Sería pedir demasiado que tal incidente meramente cronológico indujera a que la
gente que escribe sobre Fielding también lo leyera; una negligencia como esa es
otro de los nombres de la gloria. Un gran clásico es un hombre que uno puede
elogiar sin haberlo leído. Este hecho no es completamente injusto; tan solo
implica un cierto respeto por los
descubrimientos y conclusiones del grueso de la humanidad. Yo nunca he leído a
Píndaro (quiero decir que nunca he leído al Píndaro griego; a Pedro Píndaro sí
lo he leído bien), pero pienso que el hecho de que no haya leído a Píndaro no
debería limitarme –como de hecho no lo hace– para que hable de “las obras
maestras de Píndaro” o de “grandes poetas como Píndaro o Esquilo”. Incluso los
estudiosos más ilustrados tienen un conocimiento poco claro sobre este como
sobre muchos otros temas; y la posición que asumen no es nada razonable. Si un
periodista o un hombre ordinario de mediana cultura menciona a Villon o a Homero, consideran todo
un triunfo decirle en tono de burla: "Usted no puede leer francés medieval"

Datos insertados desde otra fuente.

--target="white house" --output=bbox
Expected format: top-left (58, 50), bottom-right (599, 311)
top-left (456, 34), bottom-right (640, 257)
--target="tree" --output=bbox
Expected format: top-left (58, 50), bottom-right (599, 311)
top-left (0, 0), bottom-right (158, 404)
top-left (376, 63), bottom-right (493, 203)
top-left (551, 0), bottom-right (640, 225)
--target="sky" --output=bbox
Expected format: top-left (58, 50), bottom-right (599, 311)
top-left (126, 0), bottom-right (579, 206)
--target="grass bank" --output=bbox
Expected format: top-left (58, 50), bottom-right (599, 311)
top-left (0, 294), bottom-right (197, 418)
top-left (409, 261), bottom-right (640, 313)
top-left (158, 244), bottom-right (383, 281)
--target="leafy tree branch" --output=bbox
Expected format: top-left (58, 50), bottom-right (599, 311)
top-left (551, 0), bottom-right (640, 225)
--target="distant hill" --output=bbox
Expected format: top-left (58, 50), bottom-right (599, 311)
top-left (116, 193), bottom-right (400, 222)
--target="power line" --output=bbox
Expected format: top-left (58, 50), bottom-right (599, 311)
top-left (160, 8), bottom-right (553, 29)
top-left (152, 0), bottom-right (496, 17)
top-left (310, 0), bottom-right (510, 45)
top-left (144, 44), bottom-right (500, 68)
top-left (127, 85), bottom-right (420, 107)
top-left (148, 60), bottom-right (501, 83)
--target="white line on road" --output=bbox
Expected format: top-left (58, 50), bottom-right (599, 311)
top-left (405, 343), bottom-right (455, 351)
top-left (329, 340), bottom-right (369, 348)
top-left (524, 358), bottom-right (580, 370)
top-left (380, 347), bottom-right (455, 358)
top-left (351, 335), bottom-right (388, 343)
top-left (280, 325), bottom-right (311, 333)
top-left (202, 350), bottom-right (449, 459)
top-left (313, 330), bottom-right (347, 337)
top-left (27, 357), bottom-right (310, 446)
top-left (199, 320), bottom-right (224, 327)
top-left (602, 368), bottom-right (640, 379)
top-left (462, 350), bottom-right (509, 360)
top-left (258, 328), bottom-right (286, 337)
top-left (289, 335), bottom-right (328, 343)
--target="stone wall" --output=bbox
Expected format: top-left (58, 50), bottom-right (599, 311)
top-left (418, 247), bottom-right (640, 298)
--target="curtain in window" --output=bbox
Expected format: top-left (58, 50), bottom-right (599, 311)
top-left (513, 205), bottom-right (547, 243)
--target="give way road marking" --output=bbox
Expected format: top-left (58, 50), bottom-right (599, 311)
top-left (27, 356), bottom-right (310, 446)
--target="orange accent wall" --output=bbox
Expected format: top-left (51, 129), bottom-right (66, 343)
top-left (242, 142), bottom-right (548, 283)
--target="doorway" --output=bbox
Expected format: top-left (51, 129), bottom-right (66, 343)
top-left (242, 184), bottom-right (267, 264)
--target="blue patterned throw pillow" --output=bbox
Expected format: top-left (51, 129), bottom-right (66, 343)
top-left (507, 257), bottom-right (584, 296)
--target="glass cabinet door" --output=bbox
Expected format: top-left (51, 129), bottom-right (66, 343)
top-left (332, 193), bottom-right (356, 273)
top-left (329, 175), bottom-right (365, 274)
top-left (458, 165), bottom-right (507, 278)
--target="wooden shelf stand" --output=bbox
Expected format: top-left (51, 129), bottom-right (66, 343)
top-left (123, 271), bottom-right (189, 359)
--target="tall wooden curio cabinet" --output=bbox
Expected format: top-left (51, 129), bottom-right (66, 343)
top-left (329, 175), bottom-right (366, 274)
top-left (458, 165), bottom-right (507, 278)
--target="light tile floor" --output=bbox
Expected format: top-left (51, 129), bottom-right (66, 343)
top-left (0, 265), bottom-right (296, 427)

o "Usted no puede leer el griego de los tiempos de Homero". Pero no
es una burla triunfal –de hecho, ni siquiera es una burla. Un hombre tiene
tanto derecho a emplear en sus discursos los datos tradicionales y establecidos
de la historia humana, como el derecho que tiene a emplear cualquier otro
fragmento de información humana al alcance general. Y es tan razonable para un
hombre que no lee francés medieval asumir que Villon fue un buen poeta como lo
sería para un hombre sin oído para la música asumir que Beethoven fue un buen
músico. El hecho de que no tenga oído para la música no es una razón para asumir que la raza humana no tiene oído para la música. Porque soy
ignorante (como de hecho lo soy), de eso no se deriva que debo asumir que vivo
engañado. El hombre que no elogiaría a Píndaro a menos que lo hubiera leído sería
un tipo rastrero, desconfiado, la peor clase de escéptico, que duda no solo de Dios,
sino también de los hombres. Sería como un hombre que no puede llamar alto al
Monte Everest a menos que lo haya escalado. Sería como un hombre que se niega
admitir que el polo norte es frío hasta no haberlo visitado.